当前情况的修正是将<>" chars添加到被否定的字符类中,使regex引擎在遇到>、 <和" chars "时“停止”。< p>
Note that since you extract whole matches, you may refactor the pattern a bit and remove unnecessary groupings and turn the first one into a non-capturing group:
注意,由于您提取了整个匹配,您可以对模式进行重构,并删除不必要的分组,并将第一个分组转换为非捕获组:
$regex = '(?:http|s?ftp)s?://[^\s,<>"]+'
Mind that in .NET patterns, /
does not need to be escaped (it is not a special regex metacharacter/operator).
注意在。net模式中,/不需要转义(它不是一个特殊的regex元字符/操作符)。
#1
2
If you have a look at the [^\s,]
negated character class, you will see it matches any char but whitespace and ,
. If you look at the input you have, you will notice that "
and <
and >
can all be matched with [^\s,]
.
如果你看一看[^ \ s]否定字符类,您将看到它匹配任何字符,但空白,。如果你看看输入,您会注意到,”, <和> 都可以与[^ \ s]。

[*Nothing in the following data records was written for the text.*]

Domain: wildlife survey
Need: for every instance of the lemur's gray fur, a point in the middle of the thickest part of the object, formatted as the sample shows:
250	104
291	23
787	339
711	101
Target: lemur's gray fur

A fix for the current situation is to add <>"
chars into the negated character class to make the regex engine "stop" when it comes across the >
, <
and "
chars.
当前情况的修正是将<>" chars添加到被否定的字符类中,使regex引擎在遇到>、 <和" chars "时“停止”。< p>
Note that since you extract whole matches, you may refactor the pattern a bit and remove unnecessary groupings and turn the first one into a non-capturing group:
注意,由于您提取了整个匹配,您可以对模式进行重构,并删除不必要的分组,并将第一个分组转换为非捕获组:
$regex = '(?:http|s?ftp)s?://[^\s,<>"]+'
Mind that in .NET patterns, /
does not need to be escaped (it is not a special regex metacharacter/operator).
注意在。net模式中,/不需要转义(它不是一个特殊的regex元字符/操作符)。